Yunkwon Nam scite author profile

Alzheimer’s disease (AD) is the most common neurodegenerative disease and is characterized by neurodegeneration and cognitive deficits. Amyloid beta (Aβ) peptide is known to be a major cause of AD pathogenesis. However, recent studies have clarified that mitochondrial deficiency is also a mediator or trigger for AD development. Interestingly, red ginseng (RG) has been demonstrated to have beneficial effects on AD pathology. However, there is no evidence showing whether RG extract (RGE) can inhibit the mitochondrial deficit-mediated pathology in the experimental models of AD. The effects of RGE on Aβ-mediated mitochondrial deficiency were investigated in both HT22 mouse hippocampal neuronal cells and the brains of 5XFAD Aβ-overexpressing transgenic mice.
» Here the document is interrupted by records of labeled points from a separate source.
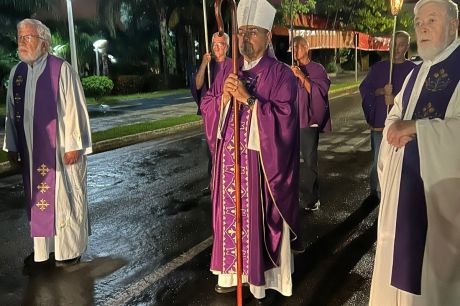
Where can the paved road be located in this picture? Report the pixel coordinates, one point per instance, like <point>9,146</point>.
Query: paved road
<point>151,229</point>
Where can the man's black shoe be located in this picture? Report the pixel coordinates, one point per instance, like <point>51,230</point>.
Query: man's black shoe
<point>220,289</point>
<point>68,262</point>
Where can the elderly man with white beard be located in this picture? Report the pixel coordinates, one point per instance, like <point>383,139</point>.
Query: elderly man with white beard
<point>417,259</point>
<point>47,134</point>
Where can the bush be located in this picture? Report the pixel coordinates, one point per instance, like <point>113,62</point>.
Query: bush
<point>331,67</point>
<point>97,86</point>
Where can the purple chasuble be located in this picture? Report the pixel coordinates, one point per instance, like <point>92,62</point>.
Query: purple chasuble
<point>374,107</point>
<point>411,220</point>
<point>269,179</point>
<point>19,89</point>
<point>314,106</point>
<point>216,68</point>
<point>41,199</point>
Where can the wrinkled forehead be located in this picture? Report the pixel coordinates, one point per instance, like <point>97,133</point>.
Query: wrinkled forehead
<point>217,38</point>
<point>28,29</point>
<point>430,10</point>
<point>249,27</point>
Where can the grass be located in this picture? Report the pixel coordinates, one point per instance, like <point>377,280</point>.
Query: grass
<point>147,95</point>
<point>125,130</point>
<point>132,129</point>
<point>344,85</point>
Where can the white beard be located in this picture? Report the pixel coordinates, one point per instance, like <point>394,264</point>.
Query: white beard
<point>30,58</point>
<point>429,53</point>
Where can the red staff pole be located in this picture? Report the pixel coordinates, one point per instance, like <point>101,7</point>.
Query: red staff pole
<point>236,139</point>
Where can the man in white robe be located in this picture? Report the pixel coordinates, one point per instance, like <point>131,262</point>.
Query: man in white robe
<point>72,143</point>
<point>425,120</point>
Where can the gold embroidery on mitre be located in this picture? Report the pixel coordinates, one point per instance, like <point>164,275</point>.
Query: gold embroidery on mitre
<point>43,170</point>
<point>42,205</point>
<point>17,98</point>
<point>438,81</point>
<point>19,80</point>
<point>43,187</point>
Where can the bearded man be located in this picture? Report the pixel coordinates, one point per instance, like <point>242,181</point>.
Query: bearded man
<point>47,134</point>
<point>266,91</point>
<point>417,259</point>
To examine whether RGE can affect mitochondria-related pathology, we used immunohistostaining to study the effects of RGE on Aβ accumulation, neuroinflammation, neurodegeneration, and impaired adult hippocampal neurogenesis in hippocampal formation of 5XFAD mice. In vitro and in vivo findings indicated that RGE significantly improves Aβ-induced mitochondrial pathology. In addition, RGE significantly ameliorated AD-related pathology, such as Aβ deposition, gliosis, and neuronal loss, and deficits in adult hippocampal neurogenesis in brains with AD. Our results suggest that RGE may be a mitochondria-targeting agent for the treatment of AD.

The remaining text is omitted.